Com as forças da OTAN do lado dos revoltosos, que recebem hoje todos os apoios necessários, consultores no terreno, armas, logística, suporte diplomático, tudo isto complementado pela melhor força aérea do mundo, é natural que a queda de Kadhafi seja uma questão de tempo. Não deixará saudades, mas o modo como foi derrubado, – por uma decisão política de regime change europeia –, permanecerá como um monumento à hipocrisia ocidental. Basta ler o texto da resolução das Nações Unidas para saber que a intervenção da OTAN vai muito para além dos termos internacionalmente acordados.
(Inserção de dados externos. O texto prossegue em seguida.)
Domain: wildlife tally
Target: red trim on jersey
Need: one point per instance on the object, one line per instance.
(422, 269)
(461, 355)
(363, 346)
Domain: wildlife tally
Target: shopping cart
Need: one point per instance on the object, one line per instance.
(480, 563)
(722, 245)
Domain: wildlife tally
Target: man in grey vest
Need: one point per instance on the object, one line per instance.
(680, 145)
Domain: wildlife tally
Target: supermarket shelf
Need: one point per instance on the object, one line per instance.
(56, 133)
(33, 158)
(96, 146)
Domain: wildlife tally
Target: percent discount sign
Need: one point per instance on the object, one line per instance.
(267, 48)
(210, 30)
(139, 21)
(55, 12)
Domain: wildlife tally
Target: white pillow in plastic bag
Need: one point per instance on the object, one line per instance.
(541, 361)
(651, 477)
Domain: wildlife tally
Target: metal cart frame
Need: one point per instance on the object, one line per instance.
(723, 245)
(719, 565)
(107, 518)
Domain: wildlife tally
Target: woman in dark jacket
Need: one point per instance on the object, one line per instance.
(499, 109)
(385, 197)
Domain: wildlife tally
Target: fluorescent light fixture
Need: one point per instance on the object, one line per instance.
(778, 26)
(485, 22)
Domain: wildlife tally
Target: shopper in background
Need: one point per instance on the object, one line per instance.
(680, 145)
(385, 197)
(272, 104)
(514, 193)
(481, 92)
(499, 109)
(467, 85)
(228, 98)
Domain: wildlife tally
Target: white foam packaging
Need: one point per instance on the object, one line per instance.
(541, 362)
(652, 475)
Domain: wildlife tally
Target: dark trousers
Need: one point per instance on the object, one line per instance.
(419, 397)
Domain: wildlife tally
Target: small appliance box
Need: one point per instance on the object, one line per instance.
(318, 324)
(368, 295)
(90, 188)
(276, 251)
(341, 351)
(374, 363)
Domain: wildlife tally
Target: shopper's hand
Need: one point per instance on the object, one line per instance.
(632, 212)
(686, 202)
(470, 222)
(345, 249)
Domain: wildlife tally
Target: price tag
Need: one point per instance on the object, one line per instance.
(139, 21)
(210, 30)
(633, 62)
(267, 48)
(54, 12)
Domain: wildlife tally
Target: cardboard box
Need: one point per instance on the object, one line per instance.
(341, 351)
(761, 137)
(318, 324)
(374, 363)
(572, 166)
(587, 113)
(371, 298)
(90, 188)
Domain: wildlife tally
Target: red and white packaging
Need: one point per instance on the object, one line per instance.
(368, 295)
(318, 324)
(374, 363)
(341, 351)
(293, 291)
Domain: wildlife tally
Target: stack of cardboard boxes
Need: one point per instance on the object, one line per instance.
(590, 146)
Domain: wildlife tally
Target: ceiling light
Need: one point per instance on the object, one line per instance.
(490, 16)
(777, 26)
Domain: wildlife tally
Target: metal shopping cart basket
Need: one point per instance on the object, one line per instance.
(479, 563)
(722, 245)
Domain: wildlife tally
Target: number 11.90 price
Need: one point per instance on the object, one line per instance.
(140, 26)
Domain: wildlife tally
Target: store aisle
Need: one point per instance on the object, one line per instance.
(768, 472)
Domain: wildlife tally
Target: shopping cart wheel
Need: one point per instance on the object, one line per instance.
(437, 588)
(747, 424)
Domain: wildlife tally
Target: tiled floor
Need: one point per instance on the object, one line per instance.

Basta compreender o terreno para se perceber que, diferentemente do que aconteceu em muitos países árabes, não há uma insurreição vagamente democrática, mas uma guerra civil tribal. Basta olhar para a indiferença com que a comunidade internacional actua com a Síria, para se perceber que se se estiver noutra geografia, e noutra geopolítica, pode-se “atacar o seu próprio povo”, de forma violenta, continuada, sangrenta, muito mais sangrenta do que Kadafi fez antes da intervenção ocidental, sem nenhumas consequências. Os aviões da OTAN não voarão sobre Damasco.
http://abrupto.blogspot.com/

20 de Agosto de 2011 18:18

ASMO LUNDGREN disse...

implicaria aceitar que as massas populares não têm capacidade para, sozinhas, destruir/neutralizar o aparelho repressivo do Estado.

o aparelho repressivo não é constituido por essas mesmas massas?

a guardia civil que era parte do aparelho repressivo não auxiliou a república contra o exército e a falange?

o exército não se revoltou contra o rei ?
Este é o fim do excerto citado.